Immigration Raid Witness Faces Deportation
Subject part of 2001 raids in Fair Haven by ICE

At 7 p.m. Monday, when Washington Colala boards a flight to Ecuador, he’ll take some powerful testimony with him. His lawyers say that’s why the government is having him deported.
Colala (at right in photo) is one of 32 Latino immigrants who were swept up in immigration raids in Fair Haven in 2007. Now, three years later, he’s part of a federal civil rights lawsuit, which argues that U.S. Immigration and Customs Enforcement (ICE) agents violated his constitutional rights when they came into his apartment on the morning of the raids.
In the midst of that case, ICE has moved aggressively to deport him. Just before Thanksgiving, he was given a deadline to leave the country, Monday, Dec. 6.

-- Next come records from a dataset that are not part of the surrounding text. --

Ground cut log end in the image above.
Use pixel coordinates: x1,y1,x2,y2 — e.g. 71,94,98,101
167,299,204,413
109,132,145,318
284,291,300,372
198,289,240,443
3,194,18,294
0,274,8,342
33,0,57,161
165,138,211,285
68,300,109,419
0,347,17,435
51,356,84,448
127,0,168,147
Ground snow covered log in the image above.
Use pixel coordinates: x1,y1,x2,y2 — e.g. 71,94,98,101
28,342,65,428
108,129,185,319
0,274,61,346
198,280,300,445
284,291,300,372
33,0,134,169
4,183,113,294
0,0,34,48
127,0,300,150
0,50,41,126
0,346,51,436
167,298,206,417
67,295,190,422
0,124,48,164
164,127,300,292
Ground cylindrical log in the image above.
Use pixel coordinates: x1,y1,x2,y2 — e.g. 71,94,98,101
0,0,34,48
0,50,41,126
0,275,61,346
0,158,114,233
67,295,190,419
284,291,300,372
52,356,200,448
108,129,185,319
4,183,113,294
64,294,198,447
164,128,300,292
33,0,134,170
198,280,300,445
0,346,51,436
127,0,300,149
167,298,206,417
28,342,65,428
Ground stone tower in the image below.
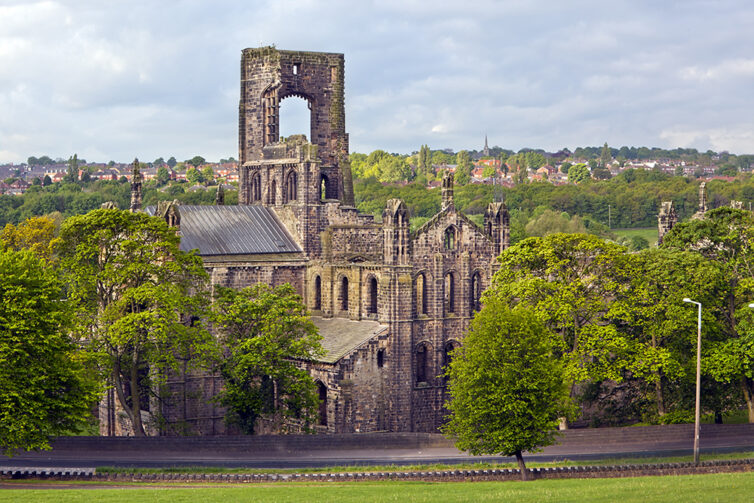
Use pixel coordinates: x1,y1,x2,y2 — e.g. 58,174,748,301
484,202,510,255
130,158,142,212
441,171,454,210
692,182,708,220
238,47,354,206
657,201,677,244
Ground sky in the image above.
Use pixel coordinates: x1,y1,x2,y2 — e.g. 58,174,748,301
1,0,754,164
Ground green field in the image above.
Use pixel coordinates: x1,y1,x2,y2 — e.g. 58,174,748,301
2,472,754,502
613,227,659,246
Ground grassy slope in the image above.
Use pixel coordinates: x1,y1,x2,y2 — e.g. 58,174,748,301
2,472,754,503
613,227,659,246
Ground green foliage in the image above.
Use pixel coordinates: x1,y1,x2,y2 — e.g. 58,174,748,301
57,209,215,435
600,142,612,167
508,151,546,172
213,284,324,434
524,209,592,237
187,155,205,167
613,249,729,417
662,207,754,421
418,144,431,175
494,234,637,387
568,163,590,184
186,167,203,185
156,167,170,186
350,151,414,183
454,150,472,185
202,166,215,184
64,154,79,184
443,301,569,477
0,215,57,260
0,249,98,455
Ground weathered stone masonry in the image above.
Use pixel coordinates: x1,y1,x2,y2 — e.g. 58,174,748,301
157,47,510,435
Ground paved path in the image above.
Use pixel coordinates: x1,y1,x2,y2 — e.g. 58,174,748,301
3,424,754,469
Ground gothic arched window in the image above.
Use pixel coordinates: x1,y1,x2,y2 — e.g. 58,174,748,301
368,276,378,315
250,172,262,202
471,272,482,313
320,174,328,201
416,343,430,384
286,171,297,202
314,275,322,311
443,341,460,382
445,272,455,314
415,273,427,316
444,226,456,250
340,276,349,312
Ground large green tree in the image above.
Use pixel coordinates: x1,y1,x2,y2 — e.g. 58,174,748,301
57,209,215,436
662,207,754,421
493,233,662,426
213,284,324,434
443,301,569,480
611,248,729,419
0,249,98,454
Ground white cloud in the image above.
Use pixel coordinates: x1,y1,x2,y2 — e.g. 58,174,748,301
680,59,754,82
1,0,754,162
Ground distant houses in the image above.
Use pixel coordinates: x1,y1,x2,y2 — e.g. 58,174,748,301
0,160,240,195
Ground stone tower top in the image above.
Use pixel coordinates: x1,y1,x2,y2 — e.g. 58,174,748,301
238,46,353,206
442,170,454,210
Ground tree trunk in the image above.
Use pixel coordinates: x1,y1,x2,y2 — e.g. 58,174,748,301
559,380,577,430
130,352,145,436
112,367,136,435
655,378,665,416
515,450,529,481
742,376,754,423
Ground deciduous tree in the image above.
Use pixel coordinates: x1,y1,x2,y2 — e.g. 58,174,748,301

Colala has bought a ticket and is ready to fly from JFK to his native Ecuador on Monday night. Meanwhile, law students at Yale are scrambling to find a last-minute exception to keep him in the country.
His lawyers are interpreting the deportation as a tactical move by immigration officials. “ICE officials seek to avoid liability for very serious civil rights violations,” said Mark Pedulla (at left in photo), a student attorney on the case.
Ross Feinstein, a spokesman for ICE, said only, “ICE does not comment on pending litigation.”
On Thursday afternoon, Colala spoke with reporters in a conference room at Yale’s law school. He was joined by student attorneys Pedulla and Rebecca Scholtz, who are working on his case.
After the 2007 raids, Yale students worked with about half of the arrested immigrants to appeal their deportation orders, but not Colala. They argued that the ICE raids had been conducted illegally and were able to overturn the deportation orders for several of their clients, including Colala’s housemate.
They did that with the help of testimony from Colala.